Ustream.tv: ユーザー IWJ_OSAKA: 20121107汚染ガレキ受け入れNO!近隣7府県一斉アクション(第3部 記者会見), IWJ_OSAKA1. 市民ジャーナリズム...

大和田先生がおっしゃっているように「ランダム」に「リスク」が「あらわれる」ということを橋下市長は黙殺しています。
福島事故以来国民の総被曝量は増えています。

汚染地域については早急に子供被災者支援法の早期実施によって希望移住の補償の実現が第一です。

それとともに様々な被災者支援を行うことが
重要です。

 同会見で海老沢徹先生がお話のように、放射線防護の観点からは低濃度でも集中管理が原則であり、会見後聞いたところ、彼が原子炉実験所に勤務していたころ、きわめて低濃度の可燃性の放射性廃棄物については、日本アイソトープ協会が一括して引き取り専用炉で、HEPAフィルターを何段もつけて、少量ずつしか焼かなかったとのことです。
 可燃物も、防潮林津波震災記念公園にするという案も宮城県議会からも提案されています。

 そういう事故前の放射線管理を、一般廃棄物処分場に8000ベクレルならどこでも埋めれることにしてしまったということが問題です。これは放射能汚染特措法で、東電のPPP(汚染者負担責任・1972年に公害についてOECDが示したグローバルスタンダードで「汚染物質を排出した事業者がその環境汚染の補償・回復の責任を一義的に負うこと」)が問われていないことや、事実上環境省原子力村の一部である事実と同時並行の現象です。
 つまり事故の損害を、国民の税金である復興予算と国民の健康に付け替えたということです。これが「絆」の正体です。
 今も国有化によって公的資金を湯水のごとく注がれて一昨日は10兆円規模の追加投入を東電は要求しました。
 東電と取引のある大手の金融機関や東電の株主は東電が国有化されずに破たんし、管財整理に入れば、株券はパーになり、金融機関は不良債権を抱え込みます。
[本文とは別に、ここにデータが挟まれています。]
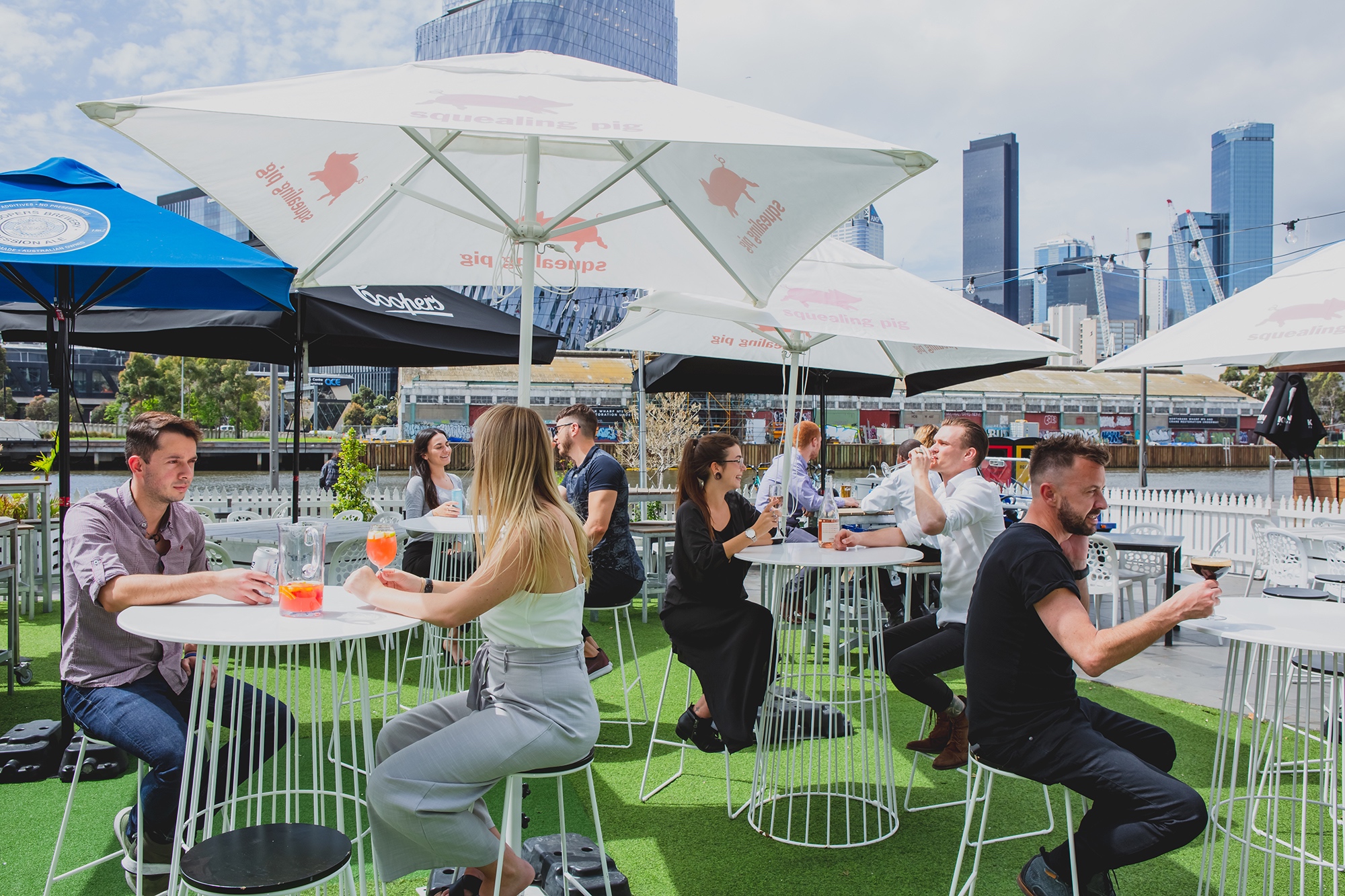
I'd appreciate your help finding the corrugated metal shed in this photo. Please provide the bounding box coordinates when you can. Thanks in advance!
[401,355,632,386]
 全国民を、とくに東北や関東の人々の健康を見えない形で削っていくのは、いくら経済が大事だといっても、いかがなものかと思います。ICRPでいうところの費用便益計算をした結果、銀行を残して世界経済を今の巨大資本やグローバル企業、原子力産業に犠牲の少ないほうに事故対応をすると日本政府が決断した結果、国民は健康を削られ、最悪の場合命を落とすかもしれません。
 ガレキ広域処理がゼネコンや自治体、一部産廃業者、焼却炉メーカーの利益にしかならず、その利益は献金に化け、おそらく次回衆院選の選挙費用に、くだらないポスターやわいろに化けるのでしょう。

 これは農水省の食べて応援や再稼働強硬も同様の論理であり、そうするとネオリベの走狗・竹中平蔵のコントロール下の橋下徹が再稼働容認し、放射線リスクを軽視し、瓦礫を受け入れ、TPPに賛成し、経済のためなら住民サービスを売りさばくのは見やすい道理です。惑星直列のように彼の考えはある目的にのっとってそろっているわけです。

 そこには、経済や社会を支える人間の健康や環境という視点が欠如しているのです。
 大阪のガレキ反対はむろん全国同様、経済の人質になった人間の叫びという側面も持つでしょう。